New peoples have come to our community. The seafood place became a Tex-Mex eatery. Different religions have come, and so the old pharmacy now handles kosher meats and Jewish delicacies. Indians operate the gasoline station, and Peruvians sell pupusas. New peoples, new ways of living, change.

So what does it mean to be a Christian in these new Four Corners? How do we reach the Spanish-speaking waitresses? Can we connect with the Indian mechanic? Are we able to share Christ with the Jewish merchant? What is our commitment to offer the good news to everyone, to each person, however different they may seem?

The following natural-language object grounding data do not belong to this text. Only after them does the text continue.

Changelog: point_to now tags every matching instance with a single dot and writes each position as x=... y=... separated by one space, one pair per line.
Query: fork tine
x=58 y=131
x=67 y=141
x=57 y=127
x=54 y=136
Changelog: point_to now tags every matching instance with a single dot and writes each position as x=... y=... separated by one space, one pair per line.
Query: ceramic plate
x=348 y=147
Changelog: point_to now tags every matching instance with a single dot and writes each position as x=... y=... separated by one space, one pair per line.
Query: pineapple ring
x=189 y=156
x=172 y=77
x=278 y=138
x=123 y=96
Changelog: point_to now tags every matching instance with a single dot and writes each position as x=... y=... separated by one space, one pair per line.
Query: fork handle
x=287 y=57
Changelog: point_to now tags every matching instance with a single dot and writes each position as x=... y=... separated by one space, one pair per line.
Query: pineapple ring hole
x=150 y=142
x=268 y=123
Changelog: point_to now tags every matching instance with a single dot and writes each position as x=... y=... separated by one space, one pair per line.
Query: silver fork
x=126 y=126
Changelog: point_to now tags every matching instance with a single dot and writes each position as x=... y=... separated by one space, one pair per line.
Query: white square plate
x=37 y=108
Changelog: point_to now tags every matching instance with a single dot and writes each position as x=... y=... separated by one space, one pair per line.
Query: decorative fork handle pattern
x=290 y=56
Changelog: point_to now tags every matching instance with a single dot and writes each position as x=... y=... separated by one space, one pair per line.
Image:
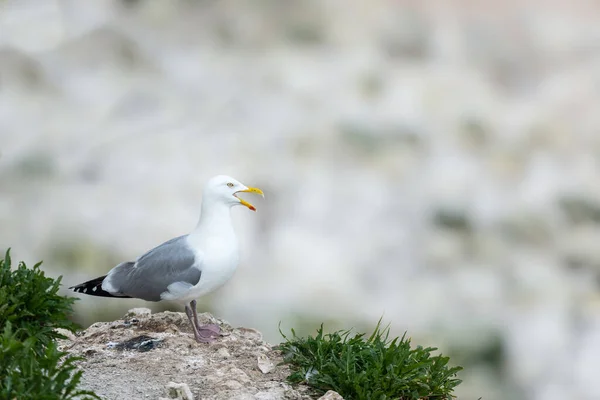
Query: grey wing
x=161 y=273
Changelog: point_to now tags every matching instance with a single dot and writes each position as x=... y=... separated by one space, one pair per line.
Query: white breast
x=220 y=258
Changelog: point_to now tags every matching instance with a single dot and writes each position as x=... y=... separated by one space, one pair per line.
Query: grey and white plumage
x=186 y=267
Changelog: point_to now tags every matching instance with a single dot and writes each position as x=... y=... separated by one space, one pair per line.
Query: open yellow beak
x=249 y=190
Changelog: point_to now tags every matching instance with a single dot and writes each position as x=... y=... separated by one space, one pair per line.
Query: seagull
x=186 y=267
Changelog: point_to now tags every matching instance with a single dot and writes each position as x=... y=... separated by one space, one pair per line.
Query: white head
x=224 y=189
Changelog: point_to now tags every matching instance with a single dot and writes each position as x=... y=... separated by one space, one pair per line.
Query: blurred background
x=432 y=162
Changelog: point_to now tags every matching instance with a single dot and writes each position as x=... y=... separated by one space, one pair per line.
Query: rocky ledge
x=155 y=356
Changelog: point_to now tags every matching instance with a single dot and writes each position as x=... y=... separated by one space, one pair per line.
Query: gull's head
x=225 y=189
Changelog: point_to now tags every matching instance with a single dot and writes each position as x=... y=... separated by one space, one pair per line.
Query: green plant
x=31 y=366
x=27 y=375
x=373 y=368
x=30 y=302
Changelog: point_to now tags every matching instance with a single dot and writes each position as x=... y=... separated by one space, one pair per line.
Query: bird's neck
x=215 y=219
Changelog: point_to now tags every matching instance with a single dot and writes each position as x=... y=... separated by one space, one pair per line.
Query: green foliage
x=31 y=303
x=31 y=366
x=374 y=368
x=25 y=375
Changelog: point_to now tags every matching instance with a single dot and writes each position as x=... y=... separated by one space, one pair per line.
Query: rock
x=223 y=370
x=223 y=353
x=264 y=364
x=331 y=395
x=179 y=391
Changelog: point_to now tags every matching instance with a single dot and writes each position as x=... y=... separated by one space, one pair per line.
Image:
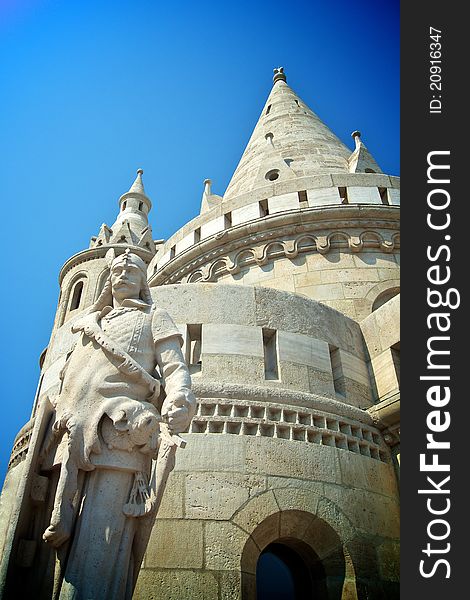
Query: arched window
x=77 y=295
x=282 y=574
x=385 y=297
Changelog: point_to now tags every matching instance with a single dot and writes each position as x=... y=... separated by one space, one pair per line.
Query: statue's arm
x=180 y=404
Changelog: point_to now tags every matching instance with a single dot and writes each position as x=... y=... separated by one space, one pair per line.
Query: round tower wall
x=271 y=460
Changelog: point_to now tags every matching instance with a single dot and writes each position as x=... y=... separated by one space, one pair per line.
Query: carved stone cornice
x=285 y=234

Oh, I pray God today for an impassioned spirit of outreach. We do some fine things in this church. We care about one another. We teach many good subjects. But there is still the issue of reaching out and sharing the good news. It remains true, in the new Four Corners as well as in the old, that the most fundamental need of the human heart is for a relationship with God. The most basic responsibility you and I have is to share the good news with everyone around us, red and yellow, black and white, all are precious in His sight.

The Scripture says by the prophet Isaiah, that “the Lord will extend his hand … to recover the remnant that is left of his people … and gather the dispersed of Judah from the four corners of the earth.” We are called to share in this gathering from the four corners.

The seer of Revelation cries out, as he envisions what God will finally do when time shall be no more, “four angels standing at the four corners of the earth, holding back the four winds … saying, ‘Do not damage the earth or the sea or the trees, until we have marked the servants of our God with a seal …’. ” We are called to share in God’s care for all things.

Give and teach and heal and share. These are the four corners of our faith. Give and teach and heal and share; these are the four corners of our discipleship. Give and teach and heal and share; these are the four corners that our God loves. Give and teach and heal and share; that’s living at Four Corners.